Step 2: Stop Talking To Her
Passive aggression will get you nowhere. In girl world, the worst kind of person is a fake one. She’s the type who acts like everything is okay when it’s not, who smiles to your face and bitches behind your back. Don’t let her turn you into a fake person. No, you don’t want to go to lunch with her, so don’t say yes and then sit across the table for an hour, forcing a smile while wanting to strangle her with her infinity scarf. That picture of a cute kitten she sent you should evoke no response. She has big news or a story you have to hear? Nice try, but see right through that pathetic pandering. Give her the ankle bootie. It’s like giving her the boot, but trendier.
Step 3: Delete Her
These days, the cell phone is like an external brain. We store memories, make notes, and use it constantly. There are even those who use their cell phones more than their brains, but that’s a topic for another day.

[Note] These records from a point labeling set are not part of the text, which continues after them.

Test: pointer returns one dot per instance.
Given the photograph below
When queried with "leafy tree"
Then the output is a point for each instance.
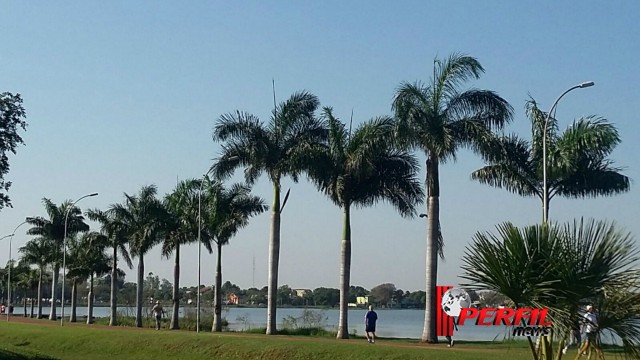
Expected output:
(226, 212)
(116, 233)
(38, 252)
(12, 118)
(439, 119)
(52, 229)
(142, 217)
(563, 268)
(279, 149)
(360, 170)
(578, 163)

It would be fantastic if we could just delete people from our brains Eternal Sunshine of the Spotless Mind-style, but that is less likely than an effective carbs and Netflix diet. Delete her number, pictures of the two of you together, and all texts. Block her on social media. You don’t need to see her overly filtered life highlights; you’ll just compare them to your own, and that is about as much fun as not being able to see best friends on Snapchat anymore. Cutting someone out of your life means removing his or her presence from your online world as well as the physical one. Yeah, you’ll be tempted to check in. Does she still date that guy who looks like a sloth in a not cute way? Has she gotten a cliché tattoo you can laugh at but secretly be jealous of? Stop. You don’t need to know. Focus on the lives of people who affect you positively, who make you a better person, who let you borrow their favorite pants without acting like a goddamn martyr, and who love you despite your penchant for playing one Beyoncé song on repeat for three days straight.
Life is too short to keep someone around who’s bringing you down. As Marilyn Monroe once said, “Ain’t nobody got time for that.”.